Incident information:
Incident ID | CLOIS-3191 |
---|---|
Start Date | Sunday, September 5, 2021, at 00:06 AM UTC |
End Date | Sunday, September 5, 2021, at 00:55 AM UTC |
Consequences | Infinity Portal EU/US partial outage - Specific flows involving specific services were non functioning |
Summary
Between 00:06 AM and 00:55 AM UTC on September 5, 2021 users in both EU and US data residencies couldn’t login to the Infinity Portal.
The event was triggered by an alert (#28252) at 00:15 AM that was acknowledged immediately by the on-call engineer.
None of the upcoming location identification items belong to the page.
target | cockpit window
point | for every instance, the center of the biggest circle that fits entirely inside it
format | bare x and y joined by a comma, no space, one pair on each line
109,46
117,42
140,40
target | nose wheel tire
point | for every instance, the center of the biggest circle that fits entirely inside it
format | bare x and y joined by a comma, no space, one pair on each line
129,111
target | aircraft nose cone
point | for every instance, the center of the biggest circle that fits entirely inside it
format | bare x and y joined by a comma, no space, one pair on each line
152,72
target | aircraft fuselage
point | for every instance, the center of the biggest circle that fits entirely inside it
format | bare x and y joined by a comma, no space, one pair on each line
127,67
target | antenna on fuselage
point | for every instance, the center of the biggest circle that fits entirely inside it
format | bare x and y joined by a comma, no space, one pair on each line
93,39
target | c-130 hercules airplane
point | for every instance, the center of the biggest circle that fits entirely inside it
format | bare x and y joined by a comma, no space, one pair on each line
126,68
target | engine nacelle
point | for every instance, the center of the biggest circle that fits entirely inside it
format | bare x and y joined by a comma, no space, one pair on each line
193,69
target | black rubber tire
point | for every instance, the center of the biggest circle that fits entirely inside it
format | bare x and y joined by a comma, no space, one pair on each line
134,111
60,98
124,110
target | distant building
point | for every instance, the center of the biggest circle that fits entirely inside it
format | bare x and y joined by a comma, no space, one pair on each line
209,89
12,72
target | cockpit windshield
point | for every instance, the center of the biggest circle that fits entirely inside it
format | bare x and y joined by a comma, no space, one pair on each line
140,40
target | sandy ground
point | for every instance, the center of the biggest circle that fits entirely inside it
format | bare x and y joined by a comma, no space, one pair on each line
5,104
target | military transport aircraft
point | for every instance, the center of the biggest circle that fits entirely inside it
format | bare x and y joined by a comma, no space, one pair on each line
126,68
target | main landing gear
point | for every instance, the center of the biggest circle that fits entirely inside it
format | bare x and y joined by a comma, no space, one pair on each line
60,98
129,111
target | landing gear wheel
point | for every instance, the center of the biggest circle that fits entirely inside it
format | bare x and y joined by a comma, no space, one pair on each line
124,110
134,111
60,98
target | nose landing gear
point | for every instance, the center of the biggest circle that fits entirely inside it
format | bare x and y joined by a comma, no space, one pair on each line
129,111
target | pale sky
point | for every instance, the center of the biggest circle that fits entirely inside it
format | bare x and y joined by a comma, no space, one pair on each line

The specific alert is indicating if there is failure to login to the portal, and the number of unreachable data residencies.
Once the event was acknowledged, a software engineer, DevOps engineer and an On-Duty manager (Group Manager) collaborated to work on resolving the problem.
The issue was fixed once we restarted the active 100 instances of the gateway service in EU data center, and rollout restarted users service in both EU and US data centers.
Root Cause Analysis
The root cause of the issue was a networking failure between our gateway and some specific services (users, geo-discovery, etc.), as multiple requests got 500 or 504 status code responses for no apparent reason. Most responses took less than 50ms so having 504 (Gateway timeout) is very strange behavior. Once we restarted our EU gateway instances there were no 500 or 504 responses.
Due to this specific incident, a total of 208 requests failed between 03:00 IST and 04:00 IST.
Actions Taken
00:18 UTC – Alert created
00:22 UTC – Alert acknowledged
00:50 UTC – EU Gateway instances restarted
00:55 UTC – Issue resolved
Next Steps
Action | Completion Date |
---|---|
Contact AWS support for help investigating the networking issue between the gateway to our multiple services – DevOps team | Immediately |